Speaking of spooky, a guest informed me yesterday that she had had a late night chat with the builder of my house.  My house was built in 1774.  Was this, I found myself wondering, the result of too much cranberry juice or has old Abijah Waterman returned to give me a hand running the inn? 

Wednesday, July 10, 2013

Japanese Beetles

I'm battling Japanese Beetles who each year munch the Rosa Rugosas by the front door.  I've developed a system which works well enough.  I keep a little jug of water secreted behind the jen-you-wine antique concrete Grecian urn which sits nearby and whenever I pass by I knock a few bugs into it and manage to keep ahead of the devastation.  The problem is that the bugs don't die.  For days.  Now, much as I loathe them, I'm not a psycho weirdo about it and I'm not really into torturing anybody.
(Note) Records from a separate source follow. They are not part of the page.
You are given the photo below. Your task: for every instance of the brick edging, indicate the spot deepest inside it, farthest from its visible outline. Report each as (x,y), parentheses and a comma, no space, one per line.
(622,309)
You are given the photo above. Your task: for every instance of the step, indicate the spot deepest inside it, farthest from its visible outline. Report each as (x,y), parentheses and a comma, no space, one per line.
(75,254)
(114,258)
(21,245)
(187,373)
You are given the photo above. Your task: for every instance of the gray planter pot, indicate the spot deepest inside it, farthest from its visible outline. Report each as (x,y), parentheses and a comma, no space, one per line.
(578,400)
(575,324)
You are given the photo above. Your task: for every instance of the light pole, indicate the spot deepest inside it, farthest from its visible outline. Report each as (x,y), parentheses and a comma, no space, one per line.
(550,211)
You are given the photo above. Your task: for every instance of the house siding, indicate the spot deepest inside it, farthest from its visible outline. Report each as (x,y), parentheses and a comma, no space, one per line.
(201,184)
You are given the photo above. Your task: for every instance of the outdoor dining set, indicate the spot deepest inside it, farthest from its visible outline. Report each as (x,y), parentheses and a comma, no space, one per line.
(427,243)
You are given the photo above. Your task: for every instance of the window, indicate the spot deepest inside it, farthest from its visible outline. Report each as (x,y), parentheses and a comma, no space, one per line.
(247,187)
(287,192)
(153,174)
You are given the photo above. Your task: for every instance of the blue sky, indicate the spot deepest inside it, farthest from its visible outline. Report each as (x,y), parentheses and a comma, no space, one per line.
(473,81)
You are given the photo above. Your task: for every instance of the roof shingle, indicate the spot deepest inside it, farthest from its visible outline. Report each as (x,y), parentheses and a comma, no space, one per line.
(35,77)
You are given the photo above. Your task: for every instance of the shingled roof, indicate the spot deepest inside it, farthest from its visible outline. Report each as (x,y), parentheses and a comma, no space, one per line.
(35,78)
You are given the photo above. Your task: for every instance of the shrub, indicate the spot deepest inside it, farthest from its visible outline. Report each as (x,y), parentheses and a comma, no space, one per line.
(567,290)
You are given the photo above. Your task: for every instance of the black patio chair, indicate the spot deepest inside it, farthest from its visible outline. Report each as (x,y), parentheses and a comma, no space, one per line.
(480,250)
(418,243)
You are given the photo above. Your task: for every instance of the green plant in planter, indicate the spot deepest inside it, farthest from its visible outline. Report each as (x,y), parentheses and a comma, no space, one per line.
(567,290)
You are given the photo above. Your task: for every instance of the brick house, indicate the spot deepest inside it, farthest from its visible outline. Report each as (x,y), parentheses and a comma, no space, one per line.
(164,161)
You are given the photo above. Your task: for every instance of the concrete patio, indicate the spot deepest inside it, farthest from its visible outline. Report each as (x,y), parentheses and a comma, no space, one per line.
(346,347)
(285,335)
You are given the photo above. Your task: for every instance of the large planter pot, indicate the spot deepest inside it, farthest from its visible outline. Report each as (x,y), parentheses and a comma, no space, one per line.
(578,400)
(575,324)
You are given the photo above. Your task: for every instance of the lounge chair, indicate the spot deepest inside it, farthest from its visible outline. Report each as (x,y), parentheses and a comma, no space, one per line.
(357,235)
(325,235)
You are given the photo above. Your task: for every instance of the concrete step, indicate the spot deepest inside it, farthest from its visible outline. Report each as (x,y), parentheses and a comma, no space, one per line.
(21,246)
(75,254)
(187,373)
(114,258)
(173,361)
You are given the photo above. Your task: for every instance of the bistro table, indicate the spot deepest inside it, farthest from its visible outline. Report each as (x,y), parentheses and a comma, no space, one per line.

So this year I refined my approach.  I added multi-purpose detergent to the mix and in addition to being instantly lethal, adds an  aroma of cleanliness to my doorstep.  Yesterday during a pleasantly murderous half hour my attention wandered to the bumble bees covering the shrubs.  They rumbled up in the usual bumble bee way but when they reached the yolky yellow center of the roses they upped the pitch of their buzz and as they rolled about emitted a high bzzzzzz that was an hilarious bee squeal of ecstasy.  And it was then that my new guests appeared. I was forced to explain that their room was not quite ready mainly because I had been watching bumble bees.  As I said this I was frantically trying to push the jug of dead beetles back into their hiding place with my foot.  My guests seemed of a mind to accept my lack of professionalism and chalk it up to charming eccentricity and  I didn't want to jeopardize their good will by showing myself to be the slaughterer of innocents.  Sadly, I miscalculated with the last push of the jug and it fell over, engulfing their New York City shoes, which probably cost more than my car,  in a virulent bright blue Lysol liquid studded with the corpses of countless beetle bugs.  Apologies and explanations are pointless in a situation like this, don't you find?  "Welcome to Blue Skye" I said brightly.